For four years, social entrepreneur, Charles Harding, built fiber and cellular networks to bridge the digital divide at Google.org. Now he's using his business infrastructure and web technology skills to connect people during tragic disasters. He and the team at the nonprofit tech company, Ushahidi, are currently developing Ping, a two-way multi-channel alert and group check-in system that asks if people are ok during an emergency.
"Last year, during the West Gate Mall shootings in Kenya, we had a bunch of colleagues who were trapped in the the mall," shares Harding. "And when I was working at Google, my colleagues were there, as well. It was a really terrifying moment, and what I think is really cool about Ushahidi is that so many of their tools are built in response to a real need.
The original Ushahidi tool, an open source crowdmapping platform, was built in response to the Kenyan election riots. Using Ushahidi, Kenyans across the country could texting reports of violence from their mobile phones and provide information via email. Ushahidi is a fitting name for the organization. It means witness in Swahili. The eye witness accounts of the people in Kenya were added to an online map, and within days the crowdsourced effort generated a comprehensive picture of the violence in that region.
Like Ushahidi's other tools, Ping is an emergency support system. Currently in private alpha, Ping is SMS enabled and designed to send alerts across all of a user's communication networks. Harding says what makes Ping stand apart from other tools is that it will work on any phone—even a phone that costs a mere $10.

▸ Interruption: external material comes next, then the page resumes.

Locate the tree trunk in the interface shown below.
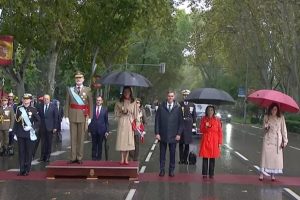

He added that other emergency platforms aren't multi-channel. Facebook recently released a tool called Safety Check. If a crisis in your area shows up in your newsfeed, it will say, 'hey, there was earthquake in Los Angeles. Are you ok?' And then you can respond.
"What if you’re in an area where the data networks go down, and people can’t get onto Facebook?" asks Harding. "Usually during emergencies, cell networks are overloaded because everybody's trying to call everybody, and making a data connection is very difficult. Instead, to be able to send an SMS takes a very small amount of data. So the goa [of Ping]l is to be able to serve people in whatever scenario they’re in across all platforms around the world."
Originally hacked together in response to the Kenyan mall shootings over a year ago, Ping is now expanding to a hosted service that anyone can use without being a developer. Harding says the goal for 2015 is to launch Ping to the public, and to also be able to offer the tool to humanitarian organizations—not just individuals.
Harding and the Ushahidi development team are currently testing Ping, and looking for organizations in humanitarian relief, or individuals who are familiar with challenges of working in low connectivity areas, to give Ping a try and provide feedback.